Muitas vezes fingimos ser o que não somos, fingimos pensar o que não pensamos. Só pelo simples fato de pertencer a um grupo ou mesmo a uma família.

   Isso me fez refletir o  preço que se paga por tal ato. O quanto é caro para sua alma e coração, esta escolha.

   Baseada em uma crença errônea transmitida por anos a fio. Acreditamos que o certo é escondermos quem e o que somos, para sair bonito na foto. Mas essa mesma foto se olhada bem de perto e com um olhar crítico, ficará nítida a falta de alegria nos olhos daqueles que nela se encontram.

   Quando penso nesse tipo de situação, me preocupo com nossos jovens. Tão expostos a essas variantes de pensamentos e crenças, para moldá-los, para que se encaixem num determinado estilo de vida.

   Em minha concepção, isso é um ato de violência. Quando se é desrespeitado o direito de ser de cada um. Esse jovem, muitas vezes indefeso, mais sensível, obedientes.

   Farão de tudo para serem aceitos, elogiados, enfim, anularão a própria personalidade para pertencerem a um grupo, seja este familiar, amigos etc.

   Precisamos desenvolver um olhar empático para esses jovens, uma mão estendida, para que entendam a importância de seus sentimentos e emoções.

   Caso contrário, eles acabarão adoecendo, perante a essa premissa de se encaixar em determinado grupo, e aqui não falo só da doença física, mas da mental e da instabilidade emocional, que atos de controle sobre eles podem acarretar.

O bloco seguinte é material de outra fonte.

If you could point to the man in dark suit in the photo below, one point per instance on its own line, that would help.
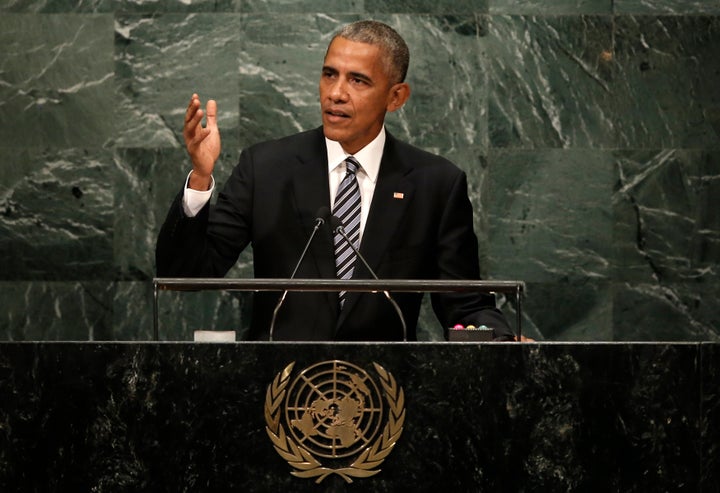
(413, 218)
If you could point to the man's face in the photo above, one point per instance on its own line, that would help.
(355, 93)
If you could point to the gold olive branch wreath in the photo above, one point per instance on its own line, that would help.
(303, 461)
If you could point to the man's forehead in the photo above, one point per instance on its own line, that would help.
(346, 52)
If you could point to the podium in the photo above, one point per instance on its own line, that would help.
(182, 417)
(514, 289)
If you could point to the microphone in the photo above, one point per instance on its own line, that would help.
(338, 228)
(320, 216)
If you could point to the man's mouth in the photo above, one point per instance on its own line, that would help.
(336, 114)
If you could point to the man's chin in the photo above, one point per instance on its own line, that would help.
(332, 134)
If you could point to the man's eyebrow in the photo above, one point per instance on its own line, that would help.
(359, 75)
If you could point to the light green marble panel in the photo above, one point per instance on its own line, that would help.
(56, 88)
(549, 214)
(665, 91)
(330, 7)
(56, 6)
(57, 214)
(554, 7)
(550, 81)
(161, 61)
(56, 311)
(448, 7)
(666, 7)
(667, 220)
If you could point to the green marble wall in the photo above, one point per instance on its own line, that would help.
(589, 130)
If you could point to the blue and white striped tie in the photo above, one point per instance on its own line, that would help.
(347, 209)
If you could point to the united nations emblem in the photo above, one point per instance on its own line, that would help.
(334, 419)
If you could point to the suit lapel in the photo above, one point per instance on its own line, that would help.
(311, 192)
(393, 194)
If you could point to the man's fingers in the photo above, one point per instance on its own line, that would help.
(211, 113)
(193, 106)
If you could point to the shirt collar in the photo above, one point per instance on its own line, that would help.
(369, 156)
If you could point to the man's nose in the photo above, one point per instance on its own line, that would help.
(338, 91)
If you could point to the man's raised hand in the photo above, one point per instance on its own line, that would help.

   Mas, e como sair desta situação, nem sempre é fácil, mas é possível, parar de fingir estar bem para deixar a vida da outra pessoa mais confortável.

   E é tão simples que parece brincadeira, basta você não fingir para si mesmo, mesmo que em sua volta não concordem com suas ideias e ideais, jamais desista de você mesmo. Deixem que pensem e vivam como querem, porque dentro de você, existirá paz, por ter aceitado exatamente ser quem você é.

   E aos poucos, passo por passo, perceberá que dependerá cada vez menos da aprovação das outras pessoas. Estará forte e com o brilho que são só seus.

  O filme que me inspirou neste texto foi Boy – Verdade Anulada , Netflix, que conta a história de um jovem, filho de um pastor, que vai para uma clínica, “para curar sua homo sexualidade”. Um filme sensível e baseado em fatos reais. Vale a pena conferir.